Matlab mex files and cudaMallocHost

In one of my Matlab mex functions, I am allocating an array in the usual way like this:

dims0[0]=N; dims0[1]=M;

Ap[0] = mxCreateNumericArray(2,dims0,mxSINGLE_CLASS,mxREAL);

A = (float*) mxGetData(Ap[0]);

This has been working fine. This array is filled in the mex routine and then shipped out to the GPU device; its a rather large array:

cudaMemcpy (Arg, A, N*M * sizeof(A[0]), cudaMemcpyHostToDevice);

Its all been working great.

Reading the CUDA reference documentation, I ran across the suggestion that where possible cudaMallocHost() should be used, because the page-locked memory allows for faster Host-Device data transfer. Ah ha! says I, I’ll do:

cudaMallocHost((void**)&A,sizeof(float)*M*N);

instead of the Matlab array allocation, and so I can speed up the transfer of A to the device. This works fine, up until a mexCallMATLAB(1,&lhs[0],2,rhs,“mrdivide”); is called, where these variables have nothing to do with A.

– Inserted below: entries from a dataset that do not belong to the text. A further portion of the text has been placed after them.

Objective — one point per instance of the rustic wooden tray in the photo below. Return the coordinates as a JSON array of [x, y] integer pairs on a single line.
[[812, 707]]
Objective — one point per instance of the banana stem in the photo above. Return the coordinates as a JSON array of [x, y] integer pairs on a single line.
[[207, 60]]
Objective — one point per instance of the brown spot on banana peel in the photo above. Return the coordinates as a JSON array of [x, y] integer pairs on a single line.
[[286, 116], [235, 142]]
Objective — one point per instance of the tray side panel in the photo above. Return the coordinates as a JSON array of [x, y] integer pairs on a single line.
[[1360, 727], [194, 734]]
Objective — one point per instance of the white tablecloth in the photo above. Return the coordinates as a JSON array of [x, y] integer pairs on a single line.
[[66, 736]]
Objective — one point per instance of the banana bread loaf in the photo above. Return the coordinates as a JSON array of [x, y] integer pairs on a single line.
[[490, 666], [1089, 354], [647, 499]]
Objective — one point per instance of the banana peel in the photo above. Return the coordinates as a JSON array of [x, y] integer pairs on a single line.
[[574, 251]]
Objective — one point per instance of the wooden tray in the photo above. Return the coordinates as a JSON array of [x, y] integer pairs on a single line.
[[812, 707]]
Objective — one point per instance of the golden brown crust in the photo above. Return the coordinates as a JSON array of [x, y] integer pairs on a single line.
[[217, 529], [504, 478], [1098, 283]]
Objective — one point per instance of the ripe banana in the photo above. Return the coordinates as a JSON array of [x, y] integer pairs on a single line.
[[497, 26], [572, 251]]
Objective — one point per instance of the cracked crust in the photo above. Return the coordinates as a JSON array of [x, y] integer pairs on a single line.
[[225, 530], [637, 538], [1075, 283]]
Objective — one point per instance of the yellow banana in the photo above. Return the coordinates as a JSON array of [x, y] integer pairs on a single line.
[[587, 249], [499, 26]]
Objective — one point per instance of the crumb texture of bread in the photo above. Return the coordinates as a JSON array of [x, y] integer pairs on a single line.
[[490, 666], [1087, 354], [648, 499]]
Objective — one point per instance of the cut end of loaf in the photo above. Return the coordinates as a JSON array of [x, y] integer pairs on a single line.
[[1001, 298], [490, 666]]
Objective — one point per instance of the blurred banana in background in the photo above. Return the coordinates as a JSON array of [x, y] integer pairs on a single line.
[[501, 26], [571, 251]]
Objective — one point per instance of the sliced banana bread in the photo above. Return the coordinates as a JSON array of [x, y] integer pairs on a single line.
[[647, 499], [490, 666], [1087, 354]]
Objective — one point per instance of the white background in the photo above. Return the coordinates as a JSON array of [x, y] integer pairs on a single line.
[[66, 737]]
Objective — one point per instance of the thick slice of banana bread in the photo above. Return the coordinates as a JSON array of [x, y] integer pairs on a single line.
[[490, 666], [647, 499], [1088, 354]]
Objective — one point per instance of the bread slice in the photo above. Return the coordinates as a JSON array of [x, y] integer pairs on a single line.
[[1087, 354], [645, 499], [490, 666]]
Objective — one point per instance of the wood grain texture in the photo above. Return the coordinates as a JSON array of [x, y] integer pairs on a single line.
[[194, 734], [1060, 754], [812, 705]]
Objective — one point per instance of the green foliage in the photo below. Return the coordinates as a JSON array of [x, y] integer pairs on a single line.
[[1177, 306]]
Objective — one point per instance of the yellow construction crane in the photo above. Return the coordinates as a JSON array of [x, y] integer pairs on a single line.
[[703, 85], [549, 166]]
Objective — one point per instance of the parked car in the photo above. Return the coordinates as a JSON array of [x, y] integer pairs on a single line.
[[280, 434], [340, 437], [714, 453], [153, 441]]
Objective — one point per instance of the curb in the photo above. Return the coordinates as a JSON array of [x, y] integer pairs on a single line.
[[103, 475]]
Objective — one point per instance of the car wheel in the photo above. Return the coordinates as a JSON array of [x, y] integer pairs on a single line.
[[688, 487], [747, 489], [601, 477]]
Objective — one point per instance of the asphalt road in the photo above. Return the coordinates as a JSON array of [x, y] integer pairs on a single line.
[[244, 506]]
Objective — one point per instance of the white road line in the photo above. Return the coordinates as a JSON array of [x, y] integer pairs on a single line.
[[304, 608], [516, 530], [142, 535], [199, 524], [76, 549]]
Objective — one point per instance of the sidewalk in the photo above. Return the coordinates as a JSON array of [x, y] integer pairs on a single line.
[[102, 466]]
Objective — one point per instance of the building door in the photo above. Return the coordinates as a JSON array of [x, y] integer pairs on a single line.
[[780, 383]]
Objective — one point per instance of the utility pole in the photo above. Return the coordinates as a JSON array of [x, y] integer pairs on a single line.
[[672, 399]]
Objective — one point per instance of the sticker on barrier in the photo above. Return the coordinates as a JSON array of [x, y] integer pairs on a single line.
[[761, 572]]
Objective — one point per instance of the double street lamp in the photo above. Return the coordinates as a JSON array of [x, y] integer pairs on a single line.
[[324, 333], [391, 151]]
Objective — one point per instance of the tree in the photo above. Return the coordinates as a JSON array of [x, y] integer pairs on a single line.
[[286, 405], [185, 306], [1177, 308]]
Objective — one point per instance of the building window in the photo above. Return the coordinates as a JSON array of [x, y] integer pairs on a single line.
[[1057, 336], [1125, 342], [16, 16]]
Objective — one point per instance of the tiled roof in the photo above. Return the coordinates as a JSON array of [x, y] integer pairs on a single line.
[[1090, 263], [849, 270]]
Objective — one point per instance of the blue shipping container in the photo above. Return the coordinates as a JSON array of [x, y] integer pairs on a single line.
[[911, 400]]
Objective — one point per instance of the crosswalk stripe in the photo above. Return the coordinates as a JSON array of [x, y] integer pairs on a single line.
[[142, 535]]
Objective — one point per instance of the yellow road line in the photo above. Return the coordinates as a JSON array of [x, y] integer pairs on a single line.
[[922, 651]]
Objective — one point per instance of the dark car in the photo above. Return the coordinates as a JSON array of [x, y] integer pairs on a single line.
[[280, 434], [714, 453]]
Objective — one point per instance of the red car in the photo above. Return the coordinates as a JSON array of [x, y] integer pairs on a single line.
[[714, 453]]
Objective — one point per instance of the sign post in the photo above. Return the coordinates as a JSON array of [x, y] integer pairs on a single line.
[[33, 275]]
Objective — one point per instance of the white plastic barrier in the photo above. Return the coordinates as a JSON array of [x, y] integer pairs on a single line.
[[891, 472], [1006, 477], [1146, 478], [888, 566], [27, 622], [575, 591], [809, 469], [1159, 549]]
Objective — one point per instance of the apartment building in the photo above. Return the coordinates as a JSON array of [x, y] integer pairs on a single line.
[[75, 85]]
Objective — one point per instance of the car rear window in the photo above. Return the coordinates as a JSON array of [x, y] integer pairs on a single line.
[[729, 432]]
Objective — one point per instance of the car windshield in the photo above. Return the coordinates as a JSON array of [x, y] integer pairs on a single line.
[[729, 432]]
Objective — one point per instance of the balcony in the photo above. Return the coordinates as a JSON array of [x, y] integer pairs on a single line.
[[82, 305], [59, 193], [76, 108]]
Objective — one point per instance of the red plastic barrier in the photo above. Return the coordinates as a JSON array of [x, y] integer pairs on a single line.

When the mexCallMATLAB is reached the program crashes, with the usual Matlab barf. I’ve concluded that cudaMallocHost() does not play well with Matlab, and that memory corruption results.

Is this true? Is cudaMallocHost() to be avoided in mex files?

Perhaps the answer is here: http://www.mathworks.de/matlabcentral/news…w_thread/162021 (This looks like a well known issue, but I’ll make the post anyways…I should likely use mxCalloc instead)

On reflection this afternoon, it occurs to me that one could actually sometimes get away with using cudaMallocHost() in a mex file - it is a matter of avoiding any calls to matlab. So one could cudaMallocHost(), compute away, and then clear out the CUDA variables before Matlab is aware of what is going on and complain (its the “don’t ask, don’t tell” memory policy). Unfortunately, I need the matlab division, so I am stuck…

(I’ve said it once, I’ll say it again…we need a CUDA matrix division routine… C=A/B)